A way to normalize and center activations between layers. See Normalization between layers

For very small batches, the mean and std vary strongly and will make the network unstable. Consider LayerNorms instead.

if the mean and std of the input is important information, then the model will loose that information if Batchnorms are applies.

How does it work?

Normalize and center each batch within the batch. (mean of the batch, std of the batch)

{\hat{x}}_{i}^{(k)} = \frac{x_{i}^{(k)} - μ_{B}^{(k)}}{\sqrt{{(σ_{B}^{(k)})}^{2} + ϵ}}

$B$ is the Batch, i the the index within the batch. Input is $x = (x^{(1)}, . . ., x^{(d)})$ . $k$ is the dimension index within that sample.
2. Normalized data is usually good for stability etc, but if the networks output is not between 1 and zero, then it might benefit from a scaling factor and bias.

y_{i}^{(k)} = γ^{(k)} {\hat{x}}_{i}^{(k)} + β^{(k)}

$γ$ and $β$ are both learnt via gradient descent

When to use it

Nearly always a good idea to use them. They help training speed and stabilize the model.
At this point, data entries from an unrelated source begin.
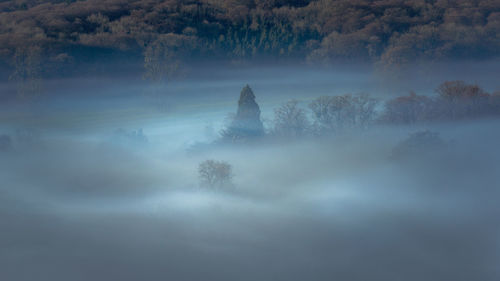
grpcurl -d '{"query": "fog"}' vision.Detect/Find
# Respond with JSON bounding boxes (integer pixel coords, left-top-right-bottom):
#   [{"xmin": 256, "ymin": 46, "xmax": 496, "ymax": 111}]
[{"xmin": 0, "ymin": 65, "xmax": 500, "ymax": 281}]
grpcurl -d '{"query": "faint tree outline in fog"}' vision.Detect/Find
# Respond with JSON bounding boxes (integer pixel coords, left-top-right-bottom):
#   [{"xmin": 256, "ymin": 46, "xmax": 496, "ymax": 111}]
[
  {"xmin": 198, "ymin": 160, "xmax": 233, "ymax": 190},
  {"xmin": 309, "ymin": 93, "xmax": 378, "ymax": 134}
]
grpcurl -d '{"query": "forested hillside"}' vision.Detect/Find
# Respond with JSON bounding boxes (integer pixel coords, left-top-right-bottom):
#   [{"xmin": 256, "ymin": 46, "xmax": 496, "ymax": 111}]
[{"xmin": 0, "ymin": 0, "xmax": 500, "ymax": 78}]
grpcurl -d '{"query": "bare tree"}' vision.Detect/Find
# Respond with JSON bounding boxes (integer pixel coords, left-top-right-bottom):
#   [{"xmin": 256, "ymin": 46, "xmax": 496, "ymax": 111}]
[
  {"xmin": 198, "ymin": 160, "xmax": 233, "ymax": 190},
  {"xmin": 274, "ymin": 100, "xmax": 310, "ymax": 137},
  {"xmin": 10, "ymin": 46, "xmax": 42, "ymax": 99},
  {"xmin": 309, "ymin": 94, "xmax": 378, "ymax": 134}
]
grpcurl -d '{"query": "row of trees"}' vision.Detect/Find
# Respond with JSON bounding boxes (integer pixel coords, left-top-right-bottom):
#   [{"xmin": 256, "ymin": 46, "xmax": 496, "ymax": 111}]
[
  {"xmin": 0, "ymin": 0, "xmax": 500, "ymax": 78},
  {"xmin": 223, "ymin": 81, "xmax": 500, "ymax": 140}
]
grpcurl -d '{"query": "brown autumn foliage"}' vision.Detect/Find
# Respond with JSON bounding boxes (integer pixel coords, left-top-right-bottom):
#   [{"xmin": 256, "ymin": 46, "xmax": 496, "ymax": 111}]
[{"xmin": 0, "ymin": 0, "xmax": 500, "ymax": 76}]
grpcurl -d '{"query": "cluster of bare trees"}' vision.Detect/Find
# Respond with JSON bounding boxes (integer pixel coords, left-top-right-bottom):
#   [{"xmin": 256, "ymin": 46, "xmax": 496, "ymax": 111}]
[
  {"xmin": 272, "ymin": 94, "xmax": 378, "ymax": 137},
  {"xmin": 380, "ymin": 81, "xmax": 500, "ymax": 124},
  {"xmin": 271, "ymin": 81, "xmax": 500, "ymax": 137}
]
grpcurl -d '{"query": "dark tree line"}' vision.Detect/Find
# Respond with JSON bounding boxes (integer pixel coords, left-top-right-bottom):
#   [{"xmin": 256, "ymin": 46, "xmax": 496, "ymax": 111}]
[
  {"xmin": 0, "ymin": 0, "xmax": 500, "ymax": 79},
  {"xmin": 226, "ymin": 81, "xmax": 500, "ymax": 141}
]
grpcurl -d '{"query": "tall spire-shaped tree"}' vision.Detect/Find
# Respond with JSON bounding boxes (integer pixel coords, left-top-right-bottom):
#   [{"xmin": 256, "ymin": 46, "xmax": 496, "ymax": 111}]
[{"xmin": 223, "ymin": 85, "xmax": 264, "ymax": 140}]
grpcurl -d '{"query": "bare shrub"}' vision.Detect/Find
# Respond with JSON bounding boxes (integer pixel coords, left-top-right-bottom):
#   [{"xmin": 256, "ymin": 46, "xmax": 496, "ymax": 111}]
[{"xmin": 198, "ymin": 160, "xmax": 233, "ymax": 190}]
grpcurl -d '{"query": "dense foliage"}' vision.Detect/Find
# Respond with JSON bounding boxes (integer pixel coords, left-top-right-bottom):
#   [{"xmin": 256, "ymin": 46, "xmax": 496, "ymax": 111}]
[{"xmin": 0, "ymin": 0, "xmax": 500, "ymax": 78}]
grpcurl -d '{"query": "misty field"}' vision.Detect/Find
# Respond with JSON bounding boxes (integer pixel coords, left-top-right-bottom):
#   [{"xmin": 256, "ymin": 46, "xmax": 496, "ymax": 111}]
[{"xmin": 0, "ymin": 65, "xmax": 500, "ymax": 280}]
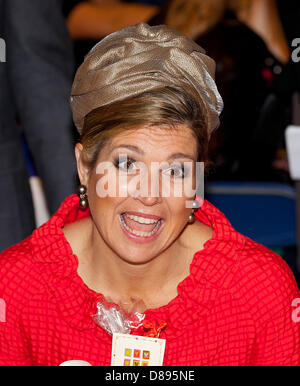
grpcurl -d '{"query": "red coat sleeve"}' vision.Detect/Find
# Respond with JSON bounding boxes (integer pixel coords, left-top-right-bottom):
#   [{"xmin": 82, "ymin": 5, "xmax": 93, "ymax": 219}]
[
  {"xmin": 0, "ymin": 248, "xmax": 31, "ymax": 366},
  {"xmin": 250, "ymin": 250, "xmax": 300, "ymax": 366}
]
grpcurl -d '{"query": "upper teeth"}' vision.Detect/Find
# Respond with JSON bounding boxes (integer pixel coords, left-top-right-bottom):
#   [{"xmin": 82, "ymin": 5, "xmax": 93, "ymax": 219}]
[{"xmin": 125, "ymin": 213, "xmax": 158, "ymax": 224}]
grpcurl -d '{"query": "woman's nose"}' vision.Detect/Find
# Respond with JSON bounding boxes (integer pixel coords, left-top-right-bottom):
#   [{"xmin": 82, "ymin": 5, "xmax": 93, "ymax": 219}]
[{"xmin": 129, "ymin": 168, "xmax": 162, "ymax": 205}]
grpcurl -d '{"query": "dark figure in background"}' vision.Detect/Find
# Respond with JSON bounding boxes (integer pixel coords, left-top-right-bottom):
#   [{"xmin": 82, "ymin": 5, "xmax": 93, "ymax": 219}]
[
  {"xmin": 150, "ymin": 0, "xmax": 291, "ymax": 181},
  {"xmin": 0, "ymin": 0, "xmax": 76, "ymax": 251}
]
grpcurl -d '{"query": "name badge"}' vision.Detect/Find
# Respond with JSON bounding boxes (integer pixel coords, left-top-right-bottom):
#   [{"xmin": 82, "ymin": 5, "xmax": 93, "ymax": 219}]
[{"xmin": 111, "ymin": 333, "xmax": 166, "ymax": 366}]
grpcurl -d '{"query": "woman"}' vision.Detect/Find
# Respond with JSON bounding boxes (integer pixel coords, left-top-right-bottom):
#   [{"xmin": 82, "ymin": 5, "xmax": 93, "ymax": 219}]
[{"xmin": 0, "ymin": 23, "xmax": 300, "ymax": 366}]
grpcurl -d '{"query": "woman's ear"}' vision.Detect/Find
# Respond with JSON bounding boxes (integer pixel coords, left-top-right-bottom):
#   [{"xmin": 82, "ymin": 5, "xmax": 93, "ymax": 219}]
[{"xmin": 75, "ymin": 143, "xmax": 89, "ymax": 186}]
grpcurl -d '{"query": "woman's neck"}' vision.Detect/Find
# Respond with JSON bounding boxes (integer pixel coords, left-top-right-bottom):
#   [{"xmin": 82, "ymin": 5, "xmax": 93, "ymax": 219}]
[
  {"xmin": 63, "ymin": 214, "xmax": 212, "ymax": 312},
  {"xmin": 72, "ymin": 217, "xmax": 193, "ymax": 312}
]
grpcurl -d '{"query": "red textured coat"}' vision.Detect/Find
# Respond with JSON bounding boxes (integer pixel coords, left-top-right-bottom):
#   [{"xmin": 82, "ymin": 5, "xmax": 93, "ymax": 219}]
[{"xmin": 0, "ymin": 195, "xmax": 300, "ymax": 366}]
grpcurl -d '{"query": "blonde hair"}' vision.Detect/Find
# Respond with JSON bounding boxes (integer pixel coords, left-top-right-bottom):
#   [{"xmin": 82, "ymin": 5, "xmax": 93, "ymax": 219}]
[{"xmin": 80, "ymin": 87, "xmax": 208, "ymax": 170}]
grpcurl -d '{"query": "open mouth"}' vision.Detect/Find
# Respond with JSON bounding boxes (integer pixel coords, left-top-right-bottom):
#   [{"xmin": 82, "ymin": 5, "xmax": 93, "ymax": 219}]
[{"xmin": 120, "ymin": 213, "xmax": 163, "ymax": 238}]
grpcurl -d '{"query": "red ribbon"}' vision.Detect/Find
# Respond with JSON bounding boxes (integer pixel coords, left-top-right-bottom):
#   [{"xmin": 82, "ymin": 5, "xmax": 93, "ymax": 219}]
[{"xmin": 143, "ymin": 320, "xmax": 167, "ymax": 338}]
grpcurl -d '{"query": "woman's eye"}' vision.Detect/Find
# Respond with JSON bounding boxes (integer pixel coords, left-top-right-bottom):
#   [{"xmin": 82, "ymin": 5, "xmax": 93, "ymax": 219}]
[
  {"xmin": 114, "ymin": 158, "xmax": 135, "ymax": 171},
  {"xmin": 166, "ymin": 165, "xmax": 187, "ymax": 178}
]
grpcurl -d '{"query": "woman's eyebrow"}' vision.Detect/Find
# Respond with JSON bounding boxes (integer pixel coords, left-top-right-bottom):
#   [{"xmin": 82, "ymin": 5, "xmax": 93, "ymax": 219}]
[
  {"xmin": 111, "ymin": 145, "xmax": 144, "ymax": 154},
  {"xmin": 111, "ymin": 144, "xmax": 195, "ymax": 160}
]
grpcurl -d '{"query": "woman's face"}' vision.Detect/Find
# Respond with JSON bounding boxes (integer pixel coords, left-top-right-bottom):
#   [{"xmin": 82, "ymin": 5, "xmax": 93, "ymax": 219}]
[{"xmin": 76, "ymin": 125, "xmax": 197, "ymax": 264}]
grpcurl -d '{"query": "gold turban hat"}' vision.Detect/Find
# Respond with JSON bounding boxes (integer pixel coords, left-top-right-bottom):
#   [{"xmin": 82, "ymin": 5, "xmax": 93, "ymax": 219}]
[{"xmin": 70, "ymin": 23, "xmax": 223, "ymax": 135}]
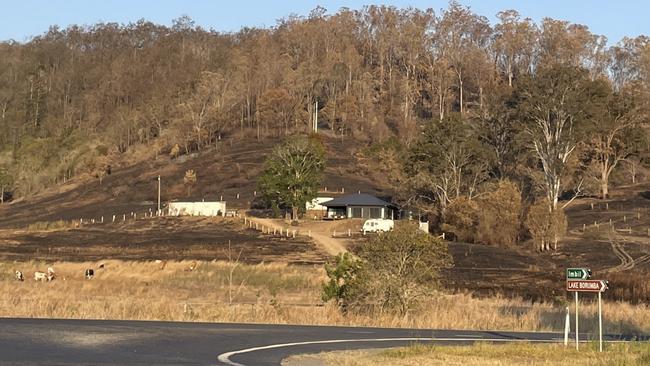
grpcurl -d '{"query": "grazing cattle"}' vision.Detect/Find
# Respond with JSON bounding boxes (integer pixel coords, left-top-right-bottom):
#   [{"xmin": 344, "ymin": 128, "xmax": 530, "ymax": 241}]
[
  {"xmin": 187, "ymin": 261, "xmax": 198, "ymax": 272},
  {"xmin": 47, "ymin": 267, "xmax": 56, "ymax": 282},
  {"xmin": 34, "ymin": 271, "xmax": 50, "ymax": 282}
]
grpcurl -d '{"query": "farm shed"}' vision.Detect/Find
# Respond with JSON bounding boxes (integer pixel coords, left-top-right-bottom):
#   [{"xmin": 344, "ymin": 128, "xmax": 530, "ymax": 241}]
[
  {"xmin": 168, "ymin": 201, "xmax": 226, "ymax": 216},
  {"xmin": 322, "ymin": 193, "xmax": 399, "ymax": 219}
]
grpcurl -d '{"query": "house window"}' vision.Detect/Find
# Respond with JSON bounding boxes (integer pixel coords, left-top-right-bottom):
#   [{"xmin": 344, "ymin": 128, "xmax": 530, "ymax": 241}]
[{"xmin": 369, "ymin": 207, "xmax": 382, "ymax": 219}]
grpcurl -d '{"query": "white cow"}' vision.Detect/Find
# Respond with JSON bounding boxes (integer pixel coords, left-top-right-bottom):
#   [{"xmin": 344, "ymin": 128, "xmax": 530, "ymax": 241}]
[{"xmin": 34, "ymin": 271, "xmax": 49, "ymax": 282}]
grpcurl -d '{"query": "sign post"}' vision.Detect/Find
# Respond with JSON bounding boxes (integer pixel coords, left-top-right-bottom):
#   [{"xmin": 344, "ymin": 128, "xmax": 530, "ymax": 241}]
[
  {"xmin": 566, "ymin": 268, "xmax": 608, "ymax": 352},
  {"xmin": 575, "ymin": 291, "xmax": 580, "ymax": 351},
  {"xmin": 596, "ymin": 292, "xmax": 603, "ymax": 352}
]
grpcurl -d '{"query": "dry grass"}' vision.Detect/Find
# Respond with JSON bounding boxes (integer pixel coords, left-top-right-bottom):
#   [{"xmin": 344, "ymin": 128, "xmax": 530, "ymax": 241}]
[
  {"xmin": 26, "ymin": 220, "xmax": 76, "ymax": 232},
  {"xmin": 292, "ymin": 343, "xmax": 650, "ymax": 366},
  {"xmin": 0, "ymin": 261, "xmax": 650, "ymax": 334}
]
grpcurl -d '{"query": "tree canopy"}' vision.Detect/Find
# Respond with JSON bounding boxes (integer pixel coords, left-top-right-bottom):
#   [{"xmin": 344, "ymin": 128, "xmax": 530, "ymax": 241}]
[{"xmin": 258, "ymin": 137, "xmax": 325, "ymax": 220}]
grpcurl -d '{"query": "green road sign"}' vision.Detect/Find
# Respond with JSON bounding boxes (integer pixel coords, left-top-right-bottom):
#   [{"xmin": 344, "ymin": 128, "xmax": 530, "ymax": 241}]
[{"xmin": 566, "ymin": 268, "xmax": 591, "ymax": 280}]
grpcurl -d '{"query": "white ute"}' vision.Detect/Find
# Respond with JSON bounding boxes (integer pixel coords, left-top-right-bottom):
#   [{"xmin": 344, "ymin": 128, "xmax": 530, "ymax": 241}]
[{"xmin": 361, "ymin": 219, "xmax": 395, "ymax": 234}]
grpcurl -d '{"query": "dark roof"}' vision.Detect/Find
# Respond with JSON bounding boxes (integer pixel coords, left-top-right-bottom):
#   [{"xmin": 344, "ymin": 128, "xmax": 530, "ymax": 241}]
[{"xmin": 321, "ymin": 193, "xmax": 397, "ymax": 207}]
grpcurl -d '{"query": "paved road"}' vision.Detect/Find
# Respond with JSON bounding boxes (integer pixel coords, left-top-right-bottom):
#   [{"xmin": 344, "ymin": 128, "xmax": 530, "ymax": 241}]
[{"xmin": 0, "ymin": 318, "xmax": 640, "ymax": 366}]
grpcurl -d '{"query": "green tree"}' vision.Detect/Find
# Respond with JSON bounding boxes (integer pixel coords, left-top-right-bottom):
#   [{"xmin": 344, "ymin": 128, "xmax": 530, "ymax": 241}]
[
  {"xmin": 0, "ymin": 166, "xmax": 14, "ymax": 203},
  {"xmin": 321, "ymin": 253, "xmax": 361, "ymax": 309},
  {"xmin": 258, "ymin": 137, "xmax": 325, "ymax": 220},
  {"xmin": 322, "ymin": 222, "xmax": 453, "ymax": 315},
  {"xmin": 183, "ymin": 169, "xmax": 196, "ymax": 197}
]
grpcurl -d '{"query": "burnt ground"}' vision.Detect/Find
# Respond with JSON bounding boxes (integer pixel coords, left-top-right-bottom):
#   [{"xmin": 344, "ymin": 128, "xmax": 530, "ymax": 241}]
[
  {"xmin": 0, "ymin": 136, "xmax": 391, "ymax": 228},
  {"xmin": 0, "ymin": 217, "xmax": 325, "ymax": 264},
  {"xmin": 0, "ymin": 137, "xmax": 650, "ymax": 302},
  {"xmin": 443, "ymin": 183, "xmax": 650, "ymax": 303}
]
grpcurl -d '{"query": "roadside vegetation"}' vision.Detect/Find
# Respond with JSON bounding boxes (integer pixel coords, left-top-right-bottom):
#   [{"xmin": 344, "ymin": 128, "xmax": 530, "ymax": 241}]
[
  {"xmin": 283, "ymin": 342, "xmax": 650, "ymax": 366},
  {"xmin": 0, "ymin": 253, "xmax": 650, "ymax": 334}
]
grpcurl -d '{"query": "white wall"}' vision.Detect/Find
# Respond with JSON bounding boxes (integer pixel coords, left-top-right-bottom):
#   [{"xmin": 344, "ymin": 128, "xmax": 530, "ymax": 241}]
[
  {"xmin": 168, "ymin": 201, "xmax": 226, "ymax": 216},
  {"xmin": 305, "ymin": 197, "xmax": 334, "ymax": 211}
]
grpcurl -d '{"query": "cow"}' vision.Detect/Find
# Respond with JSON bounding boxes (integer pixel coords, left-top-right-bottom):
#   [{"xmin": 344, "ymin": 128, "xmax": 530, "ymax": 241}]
[
  {"xmin": 186, "ymin": 261, "xmax": 198, "ymax": 272},
  {"xmin": 47, "ymin": 267, "xmax": 56, "ymax": 282},
  {"xmin": 34, "ymin": 271, "xmax": 50, "ymax": 282}
]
Use it directly after convolutional layer, or after fully connected layers, before ReLu layers.

When not to use it

Small batches: If the batches are too small, the mean and variance cannot be trusted anymore and will lead to a loss of information.

Implementation

replace "3d" with "2d" if necessary

class DoubleConv3D(nn.Module):  
    def __init__(self, in_channels, out_channels):  
        super().__init__()  
        self.conv_op = nn.Sequential(
            nn.Conv3d(in_channels, out_channels, kernel_size=3, padding=1),
            nn.BatchNorm3d(out_channels),
            nn.ReLU(inplace=True),
            nn.Conv3d(out_channels, out_channels, kernel_size=3, padding=1),
            nn.BatchNorm3d(out_channels),
            nn.ReLU(inplace=True)
        )
  
    def forward(self, x):
        return self.conv_op(x)